In order to get the code metrics we need, simply right-click on the project and click Test With => Coverage.  This will bring up NCover explorer.  We can then browse our results to once again see our mistake.

ncover_failed

Now that we realize our mistake of not including normal characters, let’s make two changes.  First, let’s remove the char generator because the default should suffice.  Unlike the Haskell version, FsCheck comes with an arbitrary char instance already created.  Also, let’s ensure the success of the prop_rot13_single_notEquals function by ensuring that it contains at least one letter such as the following:

  let prop_rot13_single_notEquals s =
    List.exists Char.IsLetter s ==> 
      propl (rot13 s <> s)

This ensures that if we have at least one letter, we can ensure that the ROT13 transformation will make sure the two strings are not equal.  We can now prove our success by once again running the Test With => Coverage option and see the results as below.

ncover_success

 

Conclusion

Tools such as NCover and the Haskell Program Coverage tool, it can ensure our honesty when it comes to tests, and we get a glaring reminder when we don’t.  These tools, when combined with our traditional xUnit and property-based tests with saturation test generation can be a satisfying experience.  We’ve now covered the creation and combination of traditional xUnit tests with property-based tests and how to leverage code coverage as a tool for refining.  There is still more to be covered in this series which includes refactoring. 

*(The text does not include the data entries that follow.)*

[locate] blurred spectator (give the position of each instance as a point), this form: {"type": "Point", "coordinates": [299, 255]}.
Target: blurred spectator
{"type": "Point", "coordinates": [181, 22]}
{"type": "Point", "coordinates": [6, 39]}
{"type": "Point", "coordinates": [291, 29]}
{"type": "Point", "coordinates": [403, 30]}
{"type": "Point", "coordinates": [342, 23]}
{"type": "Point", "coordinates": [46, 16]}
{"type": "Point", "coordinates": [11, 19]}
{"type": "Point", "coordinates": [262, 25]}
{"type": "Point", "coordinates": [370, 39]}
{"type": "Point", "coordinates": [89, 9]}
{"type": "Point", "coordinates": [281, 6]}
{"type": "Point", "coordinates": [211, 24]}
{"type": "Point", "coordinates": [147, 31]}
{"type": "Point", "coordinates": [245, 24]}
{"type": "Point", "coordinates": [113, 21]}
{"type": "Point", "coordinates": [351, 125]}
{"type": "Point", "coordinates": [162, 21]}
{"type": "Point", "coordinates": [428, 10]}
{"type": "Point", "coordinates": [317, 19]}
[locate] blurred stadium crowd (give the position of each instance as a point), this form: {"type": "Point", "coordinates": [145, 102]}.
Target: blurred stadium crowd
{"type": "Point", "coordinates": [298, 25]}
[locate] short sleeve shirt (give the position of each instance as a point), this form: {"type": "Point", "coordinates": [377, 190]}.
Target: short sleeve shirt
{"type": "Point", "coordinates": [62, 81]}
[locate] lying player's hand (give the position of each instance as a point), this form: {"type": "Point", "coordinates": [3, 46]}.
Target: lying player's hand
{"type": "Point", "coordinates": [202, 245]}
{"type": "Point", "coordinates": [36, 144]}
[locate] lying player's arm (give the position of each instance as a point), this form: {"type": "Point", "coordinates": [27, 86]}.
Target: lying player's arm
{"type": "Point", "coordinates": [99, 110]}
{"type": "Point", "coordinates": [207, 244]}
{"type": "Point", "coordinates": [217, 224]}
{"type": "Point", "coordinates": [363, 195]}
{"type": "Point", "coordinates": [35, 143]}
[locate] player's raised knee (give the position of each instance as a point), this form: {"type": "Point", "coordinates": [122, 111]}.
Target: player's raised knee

This entry was posted in F#, Functional Programming, Haskell, TDD/BDD. Bookmark the permalink. Follow any comments here with the RSS feed for this post.
  • http://fortysix-and-two.blogspot.com/ Kurt Schelfthout

    Matt,

    Yes, I’ll probably make a change to FsCheck at one point or another to deal with disposable generated values. I need to put my thinking cap on first…maybe a new generator combinator “dispose” would make sense. I’ll make a note of it on the issues page, so I don’t forget it…

    cheers,

    Kurt

  • http://podwysocki.codebetter.com Matthew.Podwysocki

    @Kurt

    Yes, it was pretty much a straight copy in order to get it to work. Glad to see that you see some interest here, and I think it’s huge for F# to have this technology.

    1) Ok, so noted on the propl properties. I can fix that

    2) Interesting in regards to the IRunner. I hadn’t thought about it that way in regards to the generated data. Will we see a fix for that then or will you keep it this way?

    Sure, feel free to link these posts.

    Matt

  • http://podwysocki.codebetter.com Matthew.Podwysocki

    @Stephen

    Thanks for the heads up, and it is now corrected.

    Matt

  • http://fortysix-and-two.blogspot.com/ Kurt Schelfthout

    Hi Matthew,

    Thanks for this series of posts, and thanks for giving FsCheck such a nice place in it. Glad to see the integration works als for xUnit, I’m an mbUnit user myself.

    Some (minor) remarks:

    -) FsCheck is “smart” enough to realize that a function returning bool or Lazy is a property. So you should be able to omit the “propl” combinator for most of your properties (except the one with the ==>)
    -) In your previous post in this series, I see that you copied (I assume.. :) ) the disposing of generated values from the FsCheck docs in your IRunner implementation. Since I recently ran into this myself, I’d like to add that this is not always what you want (e.g. when using the elements combinator to choose between open files: you want to close these files after _all_ tests, not every single one). Of course, in your example it doesn’t matter at all as you’re only generating Chars.
    -) Would you mind if I linked to your posts from the FsCheck codeplex page?

    thanks,

    Kurt

  • Stephan

    Hey Matthew, A very interesting post, but the screenshots aren’t displayed.